Externamente, na forma de emplastro, pomada, gel ou banhos, a guaçatonga é extremamente eficiente na cicatrização de feridas abertas, hematomas, úlceras, herpes, queimaduras de até 2º grau, erupções cutâneas, eczemas e vitiligo.
Extratos de suas folhas foram comprovadamente mais eficientes que o medicamento convencional no tratamento de feridas de pele provocadas pela leishmaniose, com uso interno e externo (banhando as feridas com o chá das folhas). Em crises de herpes labial, a pomada ou gel aplicado topicamente, associado ao extrato internamente, mostrou-se mais eficiente que o Aciclovir. A planta aumenta a produção de fibras de colágeno, que confere proteção e acelera o processo cicatricial.
Estudos com doses letais demonstraram ação inibitória da guaçatonga sobre o veneno de cobra, diminuindo a ação anticoagulante das enzimas tóxicas e neutralizando o efeito letal — embora o melhor remédio para picada de cobra continue sendo o atendimento hospitalar imediato.
No Brasil, a Embrapa possui estudos sobre a espécie, incluindo pesquisas sobre sua ocorrência, potencial madeireiro, anatomia da madeira, estrutura da casca e aspectos ecológicos. A planta é objeto de investigação em diversas universidades brasileiras, que buscam validar cientificamente seu uso tradicional e explorar seu potencial farmacológico.
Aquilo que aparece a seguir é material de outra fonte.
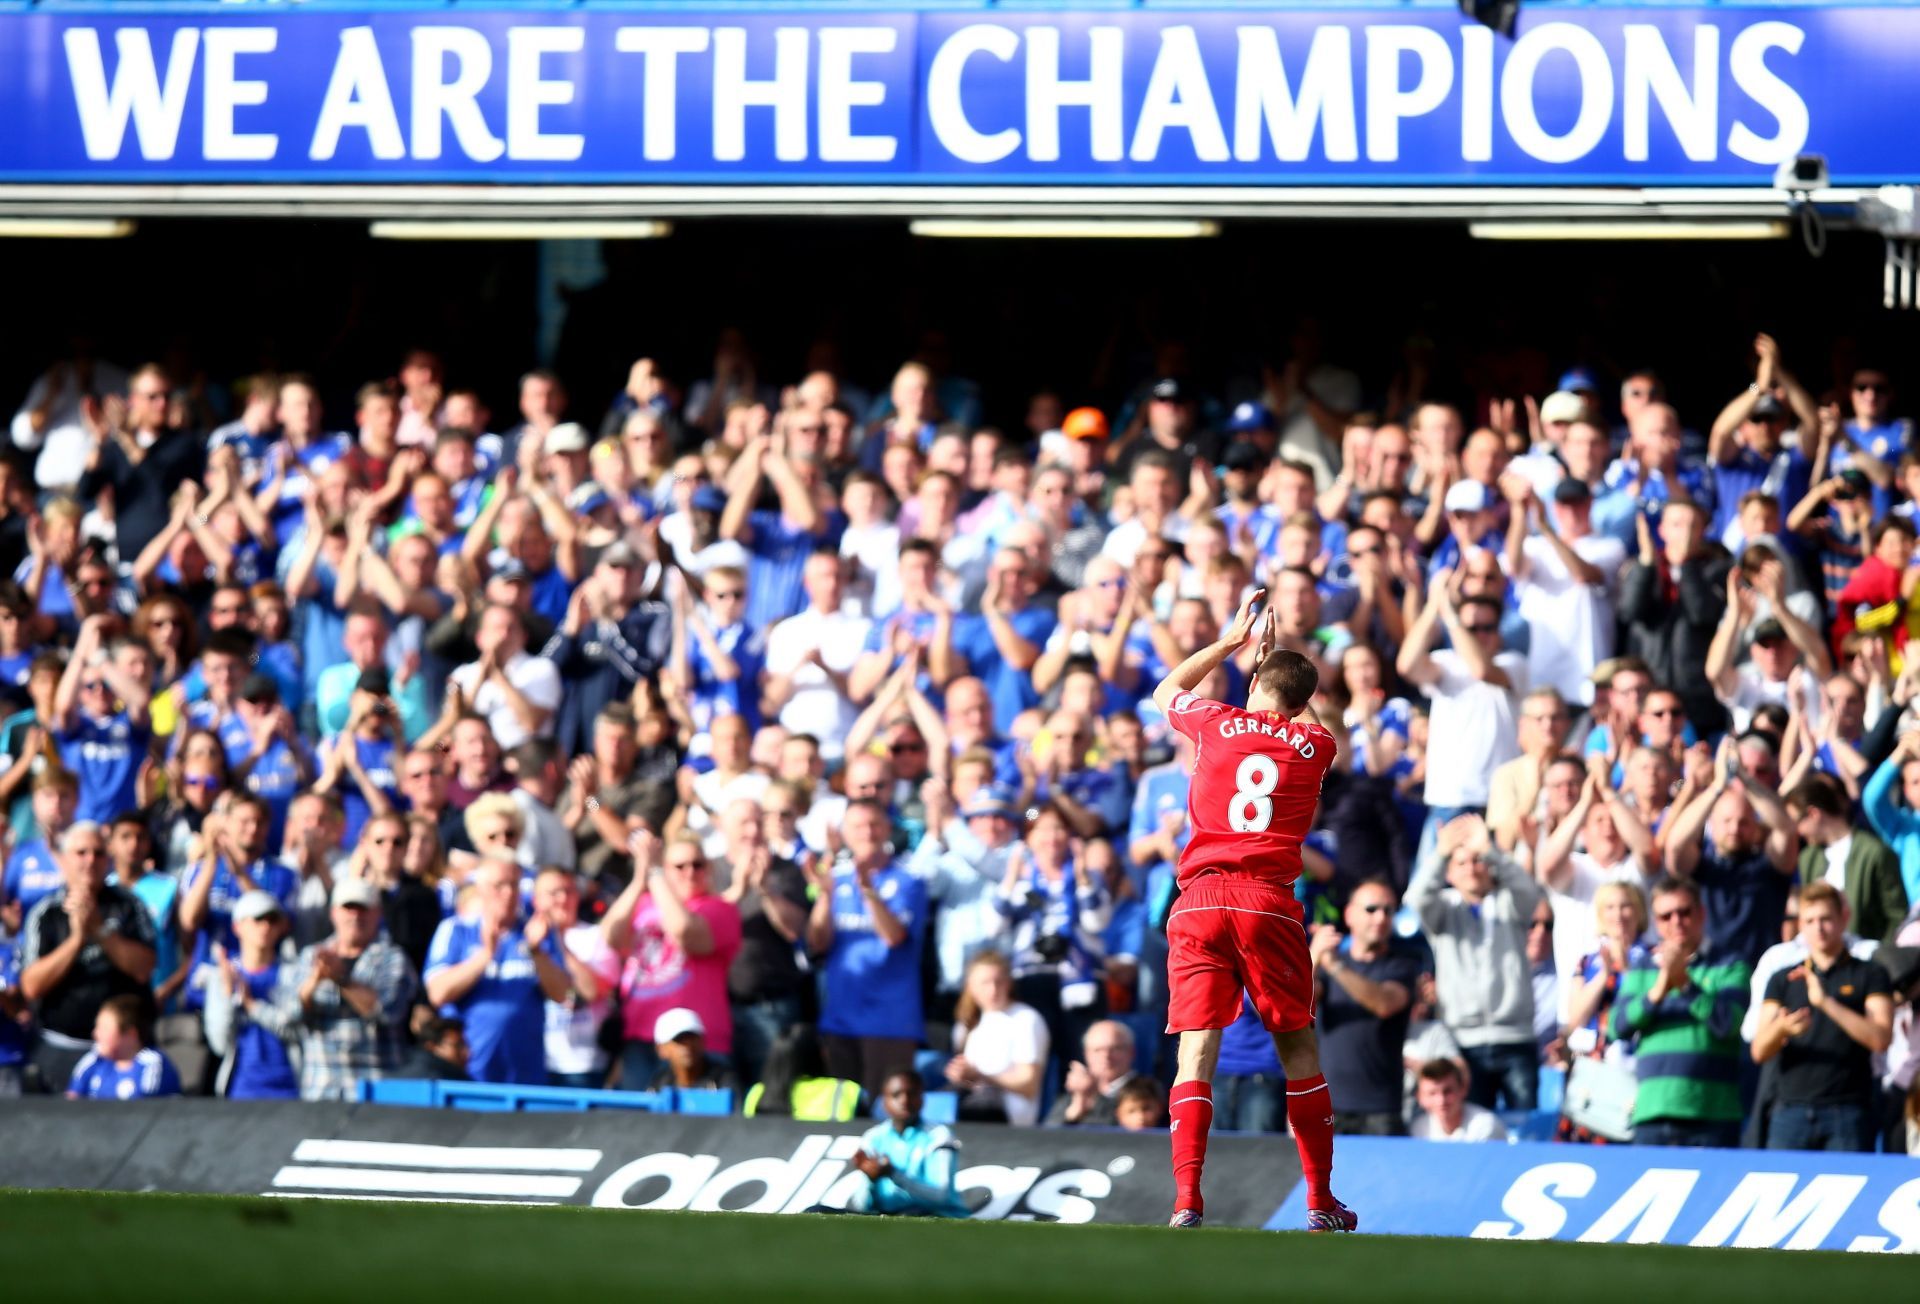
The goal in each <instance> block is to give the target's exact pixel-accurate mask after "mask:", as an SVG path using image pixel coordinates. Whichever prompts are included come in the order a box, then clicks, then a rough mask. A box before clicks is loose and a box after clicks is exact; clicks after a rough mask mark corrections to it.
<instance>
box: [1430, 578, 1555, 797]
mask: <svg viewBox="0 0 1920 1304" xmlns="http://www.w3.org/2000/svg"><path fill="white" fill-rule="evenodd" d="M1442 624H1444V626H1446V632H1448V638H1450V641H1452V643H1453V647H1452V649H1442V651H1428V649H1430V647H1432V641H1434V632H1436V630H1438V628H1440V626H1442ZM1398 666H1400V674H1402V676H1405V678H1407V680H1409V682H1413V684H1419V686H1421V689H1423V691H1425V693H1427V695H1428V697H1430V699H1432V716H1430V718H1428V730H1427V734H1428V739H1430V749H1432V755H1434V757H1446V764H1430V766H1427V793H1425V803H1427V807H1428V809H1430V810H1432V818H1434V820H1436V822H1440V824H1446V822H1448V820H1452V818H1453V816H1455V814H1463V812H1467V810H1486V799H1488V795H1490V791H1492V784H1494V770H1496V768H1498V766H1501V764H1505V762H1507V761H1511V759H1513V757H1517V755H1521V743H1519V718H1517V712H1515V703H1517V701H1519V699H1521V697H1523V695H1524V693H1526V659H1524V657H1521V655H1519V653H1511V651H1501V649H1500V601H1498V599H1492V597H1469V599H1465V601H1463V603H1461V605H1459V607H1455V605H1453V593H1452V592H1450V588H1448V578H1446V576H1434V584H1432V590H1430V592H1428V593H1427V607H1425V611H1421V615H1419V618H1417V620H1415V622H1413V628H1411V630H1407V640H1405V643H1402V647H1400V659H1398Z"/></svg>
Para o preparo do chá: 1 colher de sobremesa rasa das folhas secas para cada 1 xícara de água. Despeje a água fervente sobre as folhas, tampe e deixe em infusão por 5 a 10 minutos. Coe e beba. Recomenda-se o consumo de até 3 xícaras ao dia, por períodos de até 2 meses.
Para uso externo (compressas, lavagem de feridas ou banhos): prepare uma infusão mais concentrada com um punhado generoso de folhas em 1 litro de água fervente. Após 10 minutos de infusão, coe e utilize morno, aplicando sobre a região desejada com um pano limpo ou gaze, ou em banhos de imersão.
Alertamos que seu uso é contraindicado durante a gestação e a lactação, pois pode estimular a musculatura uterina e interferir na saúde do bebê. Pessoas em uso de anticoagulantes ou antiagregantes plaquetários devem evitar o consumo ou fazê-lo apenas sob orientação médica, pois a planta pode potencializar o efeito desses medicamentos.
Aumentar a dosagem recomendada não significa que os resultados serão alcançados com maior rapidez ou eficiência.
A sabedoria das gerações passadas consagrou esta planta como um remédio da natureza. Este produto é um fitoterápico de uso tradicional.